Table 6.6.1: The three algorithms of this section, organized by the cost that dominates each and the MapReduce lesson it teaches.
AlgorithmPassesDominant costLesson
Top-KOneShuffle volumeCombine locally before the shuffle ($M k$ not $N$)
Block matrix multiplyOneOperand movementTile so each output block needs only its inputs
PageRankMany (iterative)Iterations × per-pass shuffleOne pass is clean; the loop re-reads static data

That last row is the hinge of the whole chapter. Single-pass MapReduce is a beautiful fit for Top-K and matrix multiplication, and a poor fit for anything that iterates, because it has no memory between passes and must spill every intermediate result to disk. Every iterative AI computation, gradient descent above all, hits this wall. The response, keeping working state in memory across iterations and only shuffling what genuinely changes, is the founding idea of Spark and the subject of Chapter 7. We close this chapter with the algorithms MapReduce handles best before that chapter shows what to reach for when MapReduce handles them worst.

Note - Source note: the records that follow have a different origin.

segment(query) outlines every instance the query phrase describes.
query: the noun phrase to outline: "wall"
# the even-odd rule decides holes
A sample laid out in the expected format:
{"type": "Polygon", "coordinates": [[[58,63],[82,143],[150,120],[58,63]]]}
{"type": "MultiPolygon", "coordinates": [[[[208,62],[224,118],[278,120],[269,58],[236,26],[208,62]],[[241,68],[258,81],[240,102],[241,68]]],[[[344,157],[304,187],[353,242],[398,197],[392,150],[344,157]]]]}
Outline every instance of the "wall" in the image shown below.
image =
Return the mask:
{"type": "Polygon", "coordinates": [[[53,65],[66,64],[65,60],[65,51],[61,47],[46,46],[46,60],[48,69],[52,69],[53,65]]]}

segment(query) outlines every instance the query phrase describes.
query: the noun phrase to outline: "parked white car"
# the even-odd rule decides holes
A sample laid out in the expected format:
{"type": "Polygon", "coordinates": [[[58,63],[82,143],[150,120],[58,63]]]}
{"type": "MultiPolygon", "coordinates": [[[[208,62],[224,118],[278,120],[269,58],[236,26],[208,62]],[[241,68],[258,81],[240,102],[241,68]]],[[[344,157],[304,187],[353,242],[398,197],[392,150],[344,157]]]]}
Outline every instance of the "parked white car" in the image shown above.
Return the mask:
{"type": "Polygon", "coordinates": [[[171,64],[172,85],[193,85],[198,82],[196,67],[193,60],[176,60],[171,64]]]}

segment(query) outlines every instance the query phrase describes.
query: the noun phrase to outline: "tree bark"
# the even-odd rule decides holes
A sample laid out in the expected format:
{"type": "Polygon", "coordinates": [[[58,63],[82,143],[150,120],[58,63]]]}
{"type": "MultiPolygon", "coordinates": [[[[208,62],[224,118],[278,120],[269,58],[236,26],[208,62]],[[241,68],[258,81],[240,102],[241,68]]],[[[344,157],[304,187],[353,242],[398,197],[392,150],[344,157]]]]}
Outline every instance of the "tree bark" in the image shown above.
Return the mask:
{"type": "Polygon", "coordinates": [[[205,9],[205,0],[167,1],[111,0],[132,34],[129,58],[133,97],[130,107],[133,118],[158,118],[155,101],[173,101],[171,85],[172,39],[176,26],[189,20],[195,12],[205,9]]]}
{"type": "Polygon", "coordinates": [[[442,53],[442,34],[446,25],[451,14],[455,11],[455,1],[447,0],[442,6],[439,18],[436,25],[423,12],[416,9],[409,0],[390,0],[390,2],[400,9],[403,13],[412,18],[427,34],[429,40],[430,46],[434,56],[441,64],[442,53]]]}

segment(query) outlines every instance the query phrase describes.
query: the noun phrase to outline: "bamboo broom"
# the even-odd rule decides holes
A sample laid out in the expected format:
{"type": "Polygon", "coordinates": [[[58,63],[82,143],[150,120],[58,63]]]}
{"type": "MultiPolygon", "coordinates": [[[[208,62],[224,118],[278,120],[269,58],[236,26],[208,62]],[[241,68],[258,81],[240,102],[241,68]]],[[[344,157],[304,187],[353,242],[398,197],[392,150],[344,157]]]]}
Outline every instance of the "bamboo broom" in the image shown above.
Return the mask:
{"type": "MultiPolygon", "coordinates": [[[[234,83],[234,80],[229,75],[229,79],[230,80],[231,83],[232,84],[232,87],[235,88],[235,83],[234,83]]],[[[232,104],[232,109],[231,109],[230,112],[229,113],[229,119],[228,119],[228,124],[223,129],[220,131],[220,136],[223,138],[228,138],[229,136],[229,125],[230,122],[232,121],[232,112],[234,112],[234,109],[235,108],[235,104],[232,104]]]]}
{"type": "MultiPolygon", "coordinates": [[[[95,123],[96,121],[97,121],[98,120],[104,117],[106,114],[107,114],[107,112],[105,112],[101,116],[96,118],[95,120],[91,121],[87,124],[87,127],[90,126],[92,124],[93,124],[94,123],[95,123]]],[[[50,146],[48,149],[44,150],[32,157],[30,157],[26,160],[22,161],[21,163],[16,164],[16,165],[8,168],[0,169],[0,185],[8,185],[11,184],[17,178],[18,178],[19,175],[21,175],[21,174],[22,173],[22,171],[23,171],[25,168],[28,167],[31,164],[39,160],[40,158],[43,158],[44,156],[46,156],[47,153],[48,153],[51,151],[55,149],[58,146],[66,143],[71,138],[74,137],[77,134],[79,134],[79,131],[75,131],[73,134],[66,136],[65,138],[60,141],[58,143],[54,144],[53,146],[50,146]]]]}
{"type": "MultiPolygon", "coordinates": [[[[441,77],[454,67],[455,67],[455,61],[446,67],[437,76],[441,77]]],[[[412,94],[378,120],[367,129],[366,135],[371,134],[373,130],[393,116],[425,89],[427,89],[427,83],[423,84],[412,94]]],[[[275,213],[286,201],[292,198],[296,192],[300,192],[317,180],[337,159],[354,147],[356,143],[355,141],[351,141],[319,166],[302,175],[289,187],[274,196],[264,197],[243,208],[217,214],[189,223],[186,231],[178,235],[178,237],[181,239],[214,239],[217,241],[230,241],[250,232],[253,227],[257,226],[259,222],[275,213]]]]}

Exercise 6.6.1: Why the Local Top-K Is Enough Conceptual

Prove that the global top $k$ of a dataset partitioned across $M$ mappers is always contained in the union of the per-mapper top $k$ lists, so the reducer never needs any record a mapper discarded. Then explain why the same argument fails for the median: give a small two-mapper example where each mapper's local median tells you nothing about the global median, and state what property of "top $k$" the median lacks.

Exercise 6.6.2: Count the Shuffle Bytes Analysis

A block matrix multiply computes $C = AB$ with $A$ of shape $m \times p$ and $B$ of shape $p \times n$, all cut into square blocks of side $b$. Write the number of partial-product messages the map phase emits as a function of $m$, $n$, $p$, and $b$, and the total number of scalar values shuffled. Holding $m$, $n$, $p$ fixed, does increasing the block side $b$ raise or lower the shuffle volume, and what does it cost you in return? Connect your answer to the communication-cost model of Chapter 3.

Exercise 6.6.3: Dangling Nodes and a Disk-Free Loop Coding

Extend Code 6.6.2 in two steps. First add a node $E$ with no out-edges (a dangling node) and observe that the ranks no longer sum to 1, because $E$'s rank vanishes into nothing each pass; fix it by redistributing each dangling node's rank uniformly across all nodes inside the reduce phase, and confirm the sum returns to 1. Second, count how many times your loop reads the graph structure, then refactor so the edge list is built once before the loop and only the rank dictionary is rebuilt per iteration. Explain, in one paragraph, how this mirrors the in-memory caching that Chapter 7 applies to the same loop on a billion-edge graph.